We use sensitivity analyses to identify which model parameters have a significant effect on model output and the extent of this effect. Sensitivity analysis identifies which parameters have a significant effect and the extent of the effect. Partial rank correlation coefficients (PRCCs) are used to quantify the effects of varying each parameter on the model output and therefore discerning which parameters have the strongest influence on a given output, or in other words the sensitivity of an output to a given parameter. PRCC values range from −1 to +1. A value of −1 signifies a perfect negative correlation between the parameter and the output, whereas a value of +1 signifies a perfect positive correlation between the parameter and the output. The closer a PRCC value is to 0, the weaker the correlation, whether positive or negative. PRCC values are differentiated with a Student's t test of significance. However, since PRCC quantifies nonlinear correlations, even small PRCC values can be significant. In this work, we use the LHS algorithm to generate 1000 unique parameter sets. This number of simulations gives high accuracy when identifying PRCC values (Marino et al. 2008). PRCC values are considered significant and with a p value of 0.01.

5.6 Model Solution, Calibration, and Validation

We solve Eqs. (1)–(10) with parameters as listed in Tables 1 and 2 using MATLAB ODE15s solver. While the equations are given in units/time, we simulate both calibration and validation studies using quantities in terms of fold change. This is how experimental data for these studies are measured, and it allows us to compare directly with data. We also compare the relative outputs in responses to treatment as fold change compared to untreated simulations.

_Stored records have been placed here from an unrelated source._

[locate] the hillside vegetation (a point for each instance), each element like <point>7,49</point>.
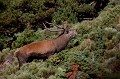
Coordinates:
<point>93,54</point>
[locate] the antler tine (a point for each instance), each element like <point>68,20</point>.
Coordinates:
<point>51,29</point>
<point>59,26</point>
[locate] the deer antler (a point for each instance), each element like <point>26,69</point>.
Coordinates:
<point>53,24</point>
<point>52,29</point>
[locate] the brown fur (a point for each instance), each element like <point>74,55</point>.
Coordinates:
<point>43,49</point>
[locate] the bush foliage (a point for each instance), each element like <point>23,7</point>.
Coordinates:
<point>96,47</point>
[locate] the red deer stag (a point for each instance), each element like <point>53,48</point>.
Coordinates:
<point>43,49</point>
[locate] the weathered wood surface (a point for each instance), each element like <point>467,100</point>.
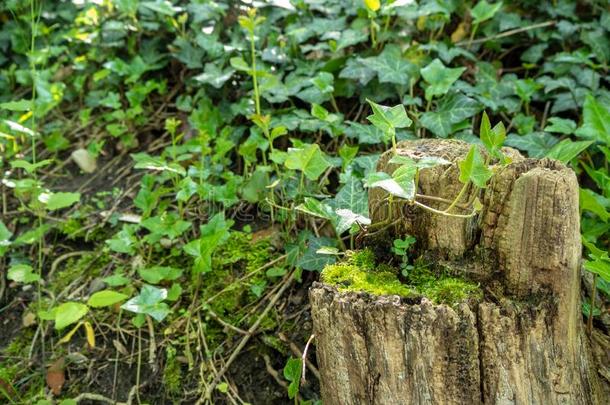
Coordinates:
<point>523,344</point>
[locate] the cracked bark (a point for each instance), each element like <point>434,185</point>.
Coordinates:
<point>523,344</point>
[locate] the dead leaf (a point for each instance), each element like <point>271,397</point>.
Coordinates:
<point>69,335</point>
<point>459,33</point>
<point>84,160</point>
<point>29,319</point>
<point>6,389</point>
<point>56,376</point>
<point>90,334</point>
<point>119,347</point>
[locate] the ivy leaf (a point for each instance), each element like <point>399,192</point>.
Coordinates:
<point>312,261</point>
<point>352,196</point>
<point>369,134</point>
<point>313,207</point>
<point>492,138</point>
<point>391,185</point>
<point>452,109</point>
<point>357,69</point>
<point>439,78</point>
<point>215,232</point>
<point>124,241</point>
<point>591,201</point>
<point>149,302</point>
<point>567,150</point>
<point>308,159</point>
<point>387,119</point>
<point>5,236</point>
<point>69,313</point>
<point>214,76</point>
<point>600,267</point>
<point>372,5</point>
<point>474,169</point>
<point>105,298</point>
<point>60,200</point>
<point>536,144</point>
<point>347,218</point>
<point>22,273</point>
<point>596,117</point>
<point>391,67</point>
<point>484,11</point>
<point>292,370</point>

Initial conditions are chosen to calibrate the model based on previously identified values specific for fibroblasts to achieve a steady state (Di Guglielmo et al. 2003), or selected to replicate experimental conditions (Fig. 2). Kalter et al. observed that fibroblasts have approximately 10,550±1400 TGF-β1 receptors per cell, and approximately 90% of those receptors are in the cytoplasm at steady state (Kalter et al. 1991). Based on this observation and rates derived in Vilar et al. for receptor recycling and synthesis, we select parameter values using uncertainty analysis that allow us to achieve these steady states. Variables for which the steady state is unknown are given initial values of 0 (Table 2). Using our model and the set of identified baseline parameter values that reflect differentiation of fibroblasts (Table 2), we validate our model by comparing output to additional experimental data derived in our laboratory and not used in the calibration of the model (Fig. 3). First, we simulate exposing our model fibroblasts to an initial concentration of 0.6nM of TGF-β1 and compare the concentration of α SMA at 4, 12, 24, and 48h as well as a 4h untreated control to in vitro experimental data described below (Fig. 2). Second, we simulate how output from different model constructions compares to experimental data published previously by our group. For example, we introduce into the model PGE₂ inhibition of adhesion signaling and compare to simulation experimental results in the presence and absence of PGE₂ (Fig. 2) (Thomas et al. 2007). Time course in vitro experiments were performed on mouse 3T12 transformed fibroblasts. Additional in vitro experiments were performed using primary mouse lung fibroblasts to effectively capture the sensitivity of lung fibroblasts to PGE2. Comparative simulations were done using different initial concentrations of TGF-β1 to reflect differences in effective concentration of and sensitivity to TGF-β1 between these two cell types. The difference in magnitude of α SMA synthesis in response to TGF-β1 treatment between in vitro experiments (Fig. 2) is likely due to differences between transformed cells and primary cells.

5.7 Calculating the Balance Between TGF-β1 and PGE₂ Levels

We use LHS sampling as described above to generate 1000 simulations of our model with different TGF-β1 and PGE₂ concentrations and then compare the concentration of α SMA at 48h. From this simulated data, we generated a heat map of the concentration of α SMA with respect to TGF-β1 and PGE₂ using the meshgrid, TriSCatteredInterp, and contour functions in MATLAB (Fig. 7). The outcomes vary from severe fibrosis to healthy tissue to apoptosis (Huang et al. 2009).